Ошибся Лев Давыдович, письмо опубликовано в малоизвестной брошюре Карла Крейбиха «Воспоминания о Ленине», вышедшей в Ленинграде в 1924 году. Хранилась она прежде в «спецхране», теперь – в Государственной общественно-политической библиотеке. И ее ученый секретарь Майя Давыдовна Дворкина любезно предоставила возможность ознакомиться с интересующим нас текстом.

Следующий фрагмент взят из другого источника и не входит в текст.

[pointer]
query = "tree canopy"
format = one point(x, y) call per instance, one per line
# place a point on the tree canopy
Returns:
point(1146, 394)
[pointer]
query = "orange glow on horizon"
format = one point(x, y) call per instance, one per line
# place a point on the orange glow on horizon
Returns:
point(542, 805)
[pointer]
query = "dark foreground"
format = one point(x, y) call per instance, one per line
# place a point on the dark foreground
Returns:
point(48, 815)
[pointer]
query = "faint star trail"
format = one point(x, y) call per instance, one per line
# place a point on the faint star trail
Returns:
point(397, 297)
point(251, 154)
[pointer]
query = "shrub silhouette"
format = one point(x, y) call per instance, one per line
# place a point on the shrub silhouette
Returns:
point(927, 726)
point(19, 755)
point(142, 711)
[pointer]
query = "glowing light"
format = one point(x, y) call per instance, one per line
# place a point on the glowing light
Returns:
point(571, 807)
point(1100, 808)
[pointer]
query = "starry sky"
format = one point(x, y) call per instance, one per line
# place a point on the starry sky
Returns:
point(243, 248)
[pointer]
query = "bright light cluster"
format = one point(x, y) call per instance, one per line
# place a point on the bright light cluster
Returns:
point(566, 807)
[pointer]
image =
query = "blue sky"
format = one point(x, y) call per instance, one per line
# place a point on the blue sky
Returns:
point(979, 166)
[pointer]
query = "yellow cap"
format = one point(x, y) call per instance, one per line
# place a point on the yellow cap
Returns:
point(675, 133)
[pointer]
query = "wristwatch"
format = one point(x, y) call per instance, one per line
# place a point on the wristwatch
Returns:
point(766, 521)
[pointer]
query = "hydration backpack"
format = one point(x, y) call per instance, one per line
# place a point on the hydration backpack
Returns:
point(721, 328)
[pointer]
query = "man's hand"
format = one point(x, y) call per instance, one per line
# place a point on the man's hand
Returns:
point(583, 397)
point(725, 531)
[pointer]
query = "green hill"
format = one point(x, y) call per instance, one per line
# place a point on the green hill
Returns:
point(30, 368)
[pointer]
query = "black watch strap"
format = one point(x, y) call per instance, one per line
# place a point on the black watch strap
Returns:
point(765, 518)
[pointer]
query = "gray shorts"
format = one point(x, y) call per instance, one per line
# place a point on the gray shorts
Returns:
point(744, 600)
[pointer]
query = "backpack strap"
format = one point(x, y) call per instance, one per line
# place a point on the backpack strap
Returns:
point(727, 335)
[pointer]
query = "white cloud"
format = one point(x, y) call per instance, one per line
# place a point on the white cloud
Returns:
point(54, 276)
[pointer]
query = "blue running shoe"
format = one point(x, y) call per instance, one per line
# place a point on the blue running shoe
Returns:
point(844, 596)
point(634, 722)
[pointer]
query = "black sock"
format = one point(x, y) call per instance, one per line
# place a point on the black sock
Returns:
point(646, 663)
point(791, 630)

«На одном заседании комиссии по тактике, – пишет Крейбих, – Ленин с особой резкостью выступил против левых… На следующий день на имя тов. Зиновьева пришло извинительное письмо Ленина с просьбой огласить его в комиссии. Я снял копию с этого письма, которое представляет собой ценный документ, характеризующий личность Ленина. В этом письме Ленин, между прочим, пишет (я перевожу с французского):
“Когда я был в эмиграции, мне не раз приходилось занимать крайнюю “левую” позицию. В августе 1917 года, находясь опять в эмиграции, я представил Ц.К. нашей партии чересчур “левый” план, который, к счастью, был отвергнут. Совершенно естественно, что эмигранты часто идут “слишком далеко налево”»[954].